As Tillet puts it, the compiler "automatically perform[s] a wide variety of important program optimizations."
"For example, data can be automatically stashed to shared memory by looking at the operands of computationally intensive block-level operations."
The Triton programmer's high-level code is first turned into an intermediate representation that is inspired by the intermediate representation found in the open-source LLVM compiler infrastructure. As Tillet described it in the original paper, "just a few data- and control-flow extensions to LLVM-IR could enable various tile-level optimization passes which jointly lead to performance on-par with vendor libraries."

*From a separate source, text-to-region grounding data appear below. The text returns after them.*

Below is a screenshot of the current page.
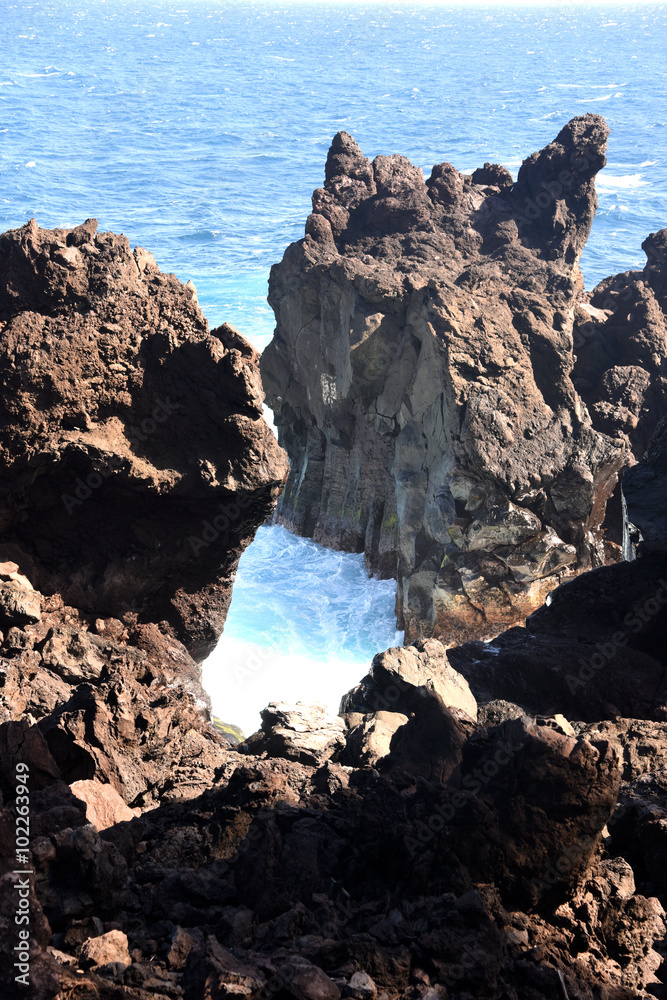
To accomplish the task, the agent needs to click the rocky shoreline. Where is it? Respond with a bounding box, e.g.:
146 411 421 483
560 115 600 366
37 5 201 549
261 114 665 646
0 116 666 1000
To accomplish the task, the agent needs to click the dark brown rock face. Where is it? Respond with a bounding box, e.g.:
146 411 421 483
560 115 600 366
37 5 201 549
623 416 667 554
448 551 667 723
2 665 664 1000
448 423 667 723
260 116 667 646
0 568 665 999
574 236 667 461
1 200 667 998
0 219 291 998
0 219 288 660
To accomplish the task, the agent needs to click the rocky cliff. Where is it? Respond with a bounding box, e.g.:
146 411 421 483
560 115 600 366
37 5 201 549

The intermediate representation is then fed to a just-in-time compiler that does the work of fashioning the various matrices into fragments in a way that will optimally fit in the shared memory and the registers of GPU cores.
The JIT organizes threads of instruction inside GPU cores to pull from the same values in the main memory, called "memory coalescing." Likewise, the JIT places data that are of mutual interest to such threads into shared memory for efficient manipulation, known as "shared memory allocation."
As Tillet describes it, the result are programs that are "single-threaded and automatically parallelized." The JIT is doing the work of auto-tuning the tiles, the data fragments, to most efficiently distribute them amongst cores.
In the original Triton paper, Tillet proposed a C-like form of Triton based on the syntax of CUDA. In this new 1.0 release, however, Triton is integrated with Python. The details are spelled out in the blog post.
The benefit of using Triton should be an immediate speed-up in developing some essential operations of neural networks. As Tillet spells out in the blog post, "It can be used to write FP16 matrix multiplication kernels that match the performance of cuBLAS," an Nvidia library that implements the open-source Basic Linear Algebra Subprograms, "something that many GPU programmers can't do -- in under 25 lines of code."
Tillet works on the project full-time at OpenAI, he said, under the supervision of OpenAI's head of supercomputing, Chris Berner. But also has help on the Triton project from several OpenAI staff members.
"Recently, several OpenAI employees and researchers -- all without GPU programming experience -- have contributed code and ideas to the project," Tillet told ZDNet. "We've used it to accelerate and rewrite a large portion of our GPU kernels, and we are committed to making it even more broadly applicable through subsequent releases."
Tillet noted that the project has received "meaningful contributions" from outside OpenAI, including Da Yan of the Hong Kong University of Science and Technology, the team working on Microsoft's DeepSpeed optimization library, and commercial AI startup Anthropic.
Wednesday's blog post does not emphasize performance metrics other than to say that Triton can match CuBLAS. However, in the original paper by Tillet, the Triton-C version of the language was able to get better performance than Nvidia's CuDNN library when running what is called deep convolutions, operations that treat input as groups of locally-related data, such as image pixels.
Note that the software for the moment is only for Nvidia GPUs; it is not yet available for AMD's GPUs, nor will it compile to CPUs. The authors invite collaborators interested in those chips to join the effort.
Tillet's language effort comes at an interesting time for the field of AI hardware acceleration. Nvidia has substantial competition from AI chip and system startups such as Cerebras Systems, Graphcore, and SambaNova. Those companies all have various chip architectures that can apportion parallel computations to multiple on-die cores. SambaNova, in fact, has a so-called data flow architecture for its chip that shares some of the principles of Triton.
However, all of those vendors have had to develop their own software tools to optimize the movement of PyTorch and TensorFlow programs to their computers. In contrast, Nvidia has the advantage of over a decade of development of CUDA and a wide developer base for the software.